We were led into a dark and dingy building with burnt out florescent lights, graffiti-marked walls, and broken furniture strewn across the rooms.
When we arrived at our training room, there were weapons laid out on a stained carpet: axes, knives, a bat with nails, a belt (to tie you back to mimic an injury), baby oil (akin to the slippery nature of fresh blood), and, just to add to the creepiness of the building, a toy doll (not quite sure what that was for).
“It’s important for the media and the public to know what officers are going through,” said Const. Kris Greffard, one of the leaders of the RBT.
I was given a thick, heavy belt lined with pockets and a holster. It was half empty, but still required two clips around the side to make sure it didn’t slide down.
The first lesson was how to assess a situation: when facing a suspect, do they have the ability, the intention and the means to cause grievous bodily harm or death? If yes, an action needs to be taken.
That brings us to step two: determine the action. Action is faster than a reaction, we were told.
First we learned about OC Spray, commonly known as pepper spray.
“Remember being a kid and holding your hand above a candle?” Greffard asked, “It’s that kind of burning on your face, and when you touch it — it’s worse.”
We were each handed a simulation canister — filled with water — and taught to pull it out from our belts and fire right into the eyes of a man on a poster. His name was Ted.
“When you blink, it’s like honey,” she continued. “It gets all the way behind your eyes.”
Next we learned about common fighting techniques: open palm slams, hitting with your elbows and knees.
Never in my life did I think I would ever fight a police officer, but here I was hitting, elbowing, kicking and yelling at an officer whose only defence was a thick training pad.
We learned to deploy and use batons, and hit the police some more. And then, the real deal: were given simulated guns that, aside from the ammo, were the same pistols that police carry while on duty.
Our bullets were coloured pellets, and once again we aimed and fired at Ted — this time I shot him right in the mouth.
Next came scenario training where you walk into a room with an actor, and make a split-second decision based on what you see: do you shoot the man? Is he armed? Will he shoot you? We each took part in three scenarios.

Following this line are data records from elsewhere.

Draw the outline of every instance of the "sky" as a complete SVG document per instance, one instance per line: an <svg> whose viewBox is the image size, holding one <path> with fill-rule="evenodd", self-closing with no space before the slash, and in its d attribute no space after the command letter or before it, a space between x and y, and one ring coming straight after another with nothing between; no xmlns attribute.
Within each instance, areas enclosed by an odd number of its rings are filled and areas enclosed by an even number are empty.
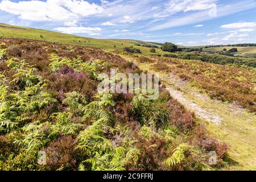
<svg viewBox="0 0 256 182"><path fill-rule="evenodd" d="M0 22L181 46L256 43L256 0L0 0Z"/></svg>

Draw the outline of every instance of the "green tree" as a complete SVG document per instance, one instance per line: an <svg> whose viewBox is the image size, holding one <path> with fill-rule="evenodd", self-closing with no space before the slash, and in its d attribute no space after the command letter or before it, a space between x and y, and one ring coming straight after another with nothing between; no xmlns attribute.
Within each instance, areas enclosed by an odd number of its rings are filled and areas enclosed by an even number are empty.
<svg viewBox="0 0 256 182"><path fill-rule="evenodd" d="M167 52L175 52L177 50L177 47L170 42L166 42L162 47L162 49L164 51Z"/></svg>
<svg viewBox="0 0 256 182"><path fill-rule="evenodd" d="M155 53L155 49L154 48L150 49L150 52Z"/></svg>

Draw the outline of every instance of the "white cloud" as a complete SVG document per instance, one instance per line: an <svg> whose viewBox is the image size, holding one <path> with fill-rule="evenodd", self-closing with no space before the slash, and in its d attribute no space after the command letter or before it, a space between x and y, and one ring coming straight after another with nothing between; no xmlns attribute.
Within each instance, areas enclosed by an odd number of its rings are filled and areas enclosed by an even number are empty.
<svg viewBox="0 0 256 182"><path fill-rule="evenodd" d="M244 37L247 37L247 36L249 36L249 35L247 34L240 34L238 32L234 32L234 33L231 33L229 35L226 36L222 40L229 40L233 38L244 38Z"/></svg>
<svg viewBox="0 0 256 182"><path fill-rule="evenodd" d="M98 27L57 27L55 30L65 34L92 34L94 31L101 31Z"/></svg>
<svg viewBox="0 0 256 182"><path fill-rule="evenodd" d="M212 33L212 34L208 34L207 35L207 36L210 36L217 35L218 34L218 32L216 32L216 33Z"/></svg>
<svg viewBox="0 0 256 182"><path fill-rule="evenodd" d="M241 28L237 30L233 30L233 31L229 31L231 33L234 33L234 32L251 32L254 31L254 29L253 28Z"/></svg>
<svg viewBox="0 0 256 182"><path fill-rule="evenodd" d="M101 23L101 25L104 26L114 26L114 25L117 25L117 24L115 23L109 22L106 22Z"/></svg>
<svg viewBox="0 0 256 182"><path fill-rule="evenodd" d="M247 40L250 40L250 39L246 39L246 38L240 38L237 39L238 41L244 41Z"/></svg>
<svg viewBox="0 0 256 182"><path fill-rule="evenodd" d="M198 43L198 42L196 41L189 41L187 42L187 43L189 44L196 44Z"/></svg>
<svg viewBox="0 0 256 182"><path fill-rule="evenodd" d="M178 1L178 0L177 0ZM179 2L180 1L179 1ZM193 2L194 1L186 0L184 1ZM176 1L171 1L172 3ZM197 1L199 3L199 1ZM175 4L176 5L176 4ZM179 6L172 6L170 9L170 12L175 13L183 10L183 5L181 3ZM233 14L246 10L250 9L255 7L256 2L254 1L242 1L233 3L230 5L220 5L217 7L217 17L220 18L228 15ZM179 7L178 9L178 7ZM166 21L160 22L158 24L154 24L148 29L148 31L156 31L167 28L176 27L191 24L207 21L216 18L215 16L210 16L209 10L201 11L200 12L191 13L177 18L167 19Z"/></svg>
<svg viewBox="0 0 256 182"><path fill-rule="evenodd" d="M201 27L203 26L204 26L203 24L197 24L197 25L195 26L194 27Z"/></svg>
<svg viewBox="0 0 256 182"><path fill-rule="evenodd" d="M93 35L100 35L101 34L100 33L90 33L89 34L89 35L93 36Z"/></svg>
<svg viewBox="0 0 256 182"><path fill-rule="evenodd" d="M64 26L67 27L75 27L77 26L77 20L73 20L72 22L67 22L64 23Z"/></svg>
<svg viewBox="0 0 256 182"><path fill-rule="evenodd" d="M256 27L256 23L254 22L242 22L235 23L222 25L221 28L242 28Z"/></svg>
<svg viewBox="0 0 256 182"><path fill-rule="evenodd" d="M191 6L187 7L184 12L190 11L201 11L205 10L208 10L211 8L215 8L217 5L215 3L210 4L197 4L193 5Z"/></svg>
<svg viewBox="0 0 256 182"><path fill-rule="evenodd" d="M24 20L52 21L74 19L101 13L104 9L84 0L29 1L13 2L3 0L0 10L18 15Z"/></svg>
<svg viewBox="0 0 256 182"><path fill-rule="evenodd" d="M177 32L177 33L174 33L174 34L172 34L173 35L181 35L182 33L181 32Z"/></svg>
<svg viewBox="0 0 256 182"><path fill-rule="evenodd" d="M102 4L108 4L109 2L106 0L101 0L101 2Z"/></svg>
<svg viewBox="0 0 256 182"><path fill-rule="evenodd" d="M125 15L123 16L123 19L121 20L121 23L134 23L134 21L131 19L131 17L128 15Z"/></svg>

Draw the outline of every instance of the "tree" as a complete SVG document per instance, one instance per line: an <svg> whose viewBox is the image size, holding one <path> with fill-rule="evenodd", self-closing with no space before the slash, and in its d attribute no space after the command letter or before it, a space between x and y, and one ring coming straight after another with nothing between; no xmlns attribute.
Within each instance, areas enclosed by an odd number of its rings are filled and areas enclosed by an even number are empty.
<svg viewBox="0 0 256 182"><path fill-rule="evenodd" d="M166 42L162 47L162 49L164 51L172 52L177 51L177 47L171 43Z"/></svg>
<svg viewBox="0 0 256 182"><path fill-rule="evenodd" d="M155 49L154 48L150 49L150 52L155 53Z"/></svg>
<svg viewBox="0 0 256 182"><path fill-rule="evenodd" d="M229 49L228 52L237 52L237 51L238 51L237 48L232 48L232 49Z"/></svg>

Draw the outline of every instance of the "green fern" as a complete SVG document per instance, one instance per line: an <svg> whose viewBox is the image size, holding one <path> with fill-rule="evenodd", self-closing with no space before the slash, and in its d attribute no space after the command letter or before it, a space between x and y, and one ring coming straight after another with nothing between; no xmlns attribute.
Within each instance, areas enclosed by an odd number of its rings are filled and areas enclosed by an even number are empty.
<svg viewBox="0 0 256 182"><path fill-rule="evenodd" d="M164 163L168 167L180 164L185 159L184 152L185 151L192 147L192 146L187 145L186 143L181 143L175 148L172 156L164 160Z"/></svg>

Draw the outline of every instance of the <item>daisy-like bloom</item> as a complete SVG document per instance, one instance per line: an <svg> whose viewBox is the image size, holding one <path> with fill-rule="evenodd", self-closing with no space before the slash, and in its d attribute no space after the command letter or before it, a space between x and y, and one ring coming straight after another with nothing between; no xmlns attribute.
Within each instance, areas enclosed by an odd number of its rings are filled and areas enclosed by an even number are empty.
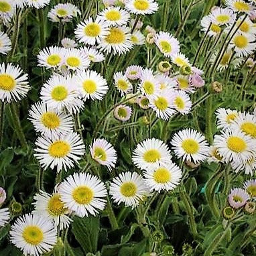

“All of you were taking rounds,” Greffard said in a follow-up talk. She meant we all got shot because we didn’t react fast enough. In another scenario some of us reacted too fast — I shot a man reaching for a cellphone.
Next we went into team drills: going down a narrow hall with doors on both sides and trying to find someone on a warrant. The man grew violent, coming forward with a bat filled with nails. He was shot. In another situation, I was able to de-escalate a situation with a man wielding a crowbar.
Finally, we worked through drills while facing an active shooter. In the same narrow hall, actors were on the floor, bleeding, while others shouted something about a shooter being nearby. The rat-tat-tat of an automatic gun went off from nearby speakers.
“Open door, right!” our team leader, played by Const. Dylan Bruce said.
I’d approach the door, and shout “Back up!”
My teammate would tap my shoulder and yell “move!”
We would enter and search the room before yelling “Clear!”
We did this room by room until we found the shooter. I hesitated and shot him, but not before he ‘killed’ one of us.
At the end of the day I felt drained, yet simultaneously my body was pumping with adrenaline — it was a weird, frantic feeling.
I also felt a new found respect for police officers who work in these high-stress situations everyday, but with much higher consequences than a blue pellet mark on their chest when they make a mistake.